Out-Law News 3 min. read

Data protection watchdogs clarify whose law applies to processing


The European Union's data protection regulators have published guidance on when a country's data protection laws apply to the collection and use of personal data.

Article 4 of the EU Data Protection Directive outlines which law should apply to the gathering or processing of personal data.

The Article 29 Working Party, which is made up of the data protection authorities of the EU's 27 member states, has published an opinion (34-page / 198KB PDF) offering guidance on which country's law should apply when.

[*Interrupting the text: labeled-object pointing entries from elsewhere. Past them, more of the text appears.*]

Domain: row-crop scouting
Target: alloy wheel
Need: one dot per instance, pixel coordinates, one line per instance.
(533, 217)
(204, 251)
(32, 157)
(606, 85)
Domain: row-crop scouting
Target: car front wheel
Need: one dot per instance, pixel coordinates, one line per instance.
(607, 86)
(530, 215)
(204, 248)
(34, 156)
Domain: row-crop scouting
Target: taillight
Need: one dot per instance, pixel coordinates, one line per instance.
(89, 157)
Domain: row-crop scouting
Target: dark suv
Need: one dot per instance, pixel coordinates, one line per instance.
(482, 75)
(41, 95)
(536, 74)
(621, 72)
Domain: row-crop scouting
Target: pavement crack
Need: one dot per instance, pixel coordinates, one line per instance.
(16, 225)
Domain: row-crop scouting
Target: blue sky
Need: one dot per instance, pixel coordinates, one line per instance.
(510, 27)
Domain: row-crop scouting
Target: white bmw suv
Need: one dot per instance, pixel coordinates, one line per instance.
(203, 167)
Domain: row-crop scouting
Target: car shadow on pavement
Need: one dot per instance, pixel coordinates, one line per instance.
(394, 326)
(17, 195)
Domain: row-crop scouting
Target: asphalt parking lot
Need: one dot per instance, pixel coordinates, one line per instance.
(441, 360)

It said in that guidance that the Commission had identified confusion on the issue because of inconsistent implementation of the Directive.

The Working Party said that the inconsistency could be a result of the way the Directive itself is phrased.

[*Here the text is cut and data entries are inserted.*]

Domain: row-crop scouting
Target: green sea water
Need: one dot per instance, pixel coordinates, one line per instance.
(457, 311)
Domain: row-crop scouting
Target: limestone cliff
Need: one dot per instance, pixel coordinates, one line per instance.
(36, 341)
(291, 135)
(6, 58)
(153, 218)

"Such a deficient transposition could be partly explained by the complexity of the provision itself," it said. "A study sponsored by the European Commission highlights the ambiguity and divergent implementation of the applicable law rules in the Directive and recommends that 'better, clearer and unambiguous rules are desperately needed on applicable law'."

The Directive states that organisations must adhere to a country's data protection laws if they are established in that country; if that country's laws apply to the activity as a matter of international public law; or if the organisation has equipment located in that country that processes the data.

The Working Party produced the guidance because of the perceived problems with the way the Directive defined whose law applied to data processing, but also because the nature of business has changed since the Directive was created.

"The complexity of applicable law issues is also growing due to increased globalisation and the development of new technologies: companies are increasingly operating in different jurisdictions, providing services and assistance around-the-clock; the internet makes it much easier to provide services from a distance and to collect and share personal data in a virtual environment; cloud computing makes it difficult to determine the location of personal data and of the equipment being used at any given time," it said.

"It is thus crucial that the precise meaning of the provisions of the Directive dealing with applicable law are sufficiently clear to all involved in the implementation of the Directive as well as in the day-to-day application of national data protection laws in both the public and the private sector," said the opinion.

The guidance said that the Directive talks not about where a data controller is based but where "an establishment" of that controller is based. There could be several establishments of one controller in several countries, it said.

In these cases the law that should apply should not simply be the one where the controller is based, but the one where the activities themselves take place.

"The notion of 'context of activities' – and not the location of data – is a determining factor in identifying the scope of the applicable law," it said. "The notion of 'context of activities' implies that the applicable law is not the law of the Member State where the controller is established, but where an establishment of the controller is involved in activities implying the processing of personal data. In this context, the degree of involvement of the establishment(s) in the activities, in the context of which personal data is processed, is crucial."

In the case of the use of equipment to process personal data, the Working Party said in its opinion that this provision can be used even if an organisation is not the owner of the equipment, but where the equipment is used to process personal data on its behalf.

"Whilst not any use of equipment within the EU/EEA leads to the application of the Directive, it is not necessary for the controller to exercise ownership or full control over such equipment for the processing to fall within the scope of the Directive," it said.

It did clarify, though, that the use of equipment to send data through the EU, such as the use of telecoms cables or postal services, does not trigger data protection laws.

The opinion also suggested improvements to the Directive, proposing that where an organisation has several parts processing data in several EU countries, the law of the place where the organisation is established should apply to all that activity.

This approach should only be taken in tandem with a greater harmonisation of data protection laws, though, to discourage 'forum shopping', the opinion said.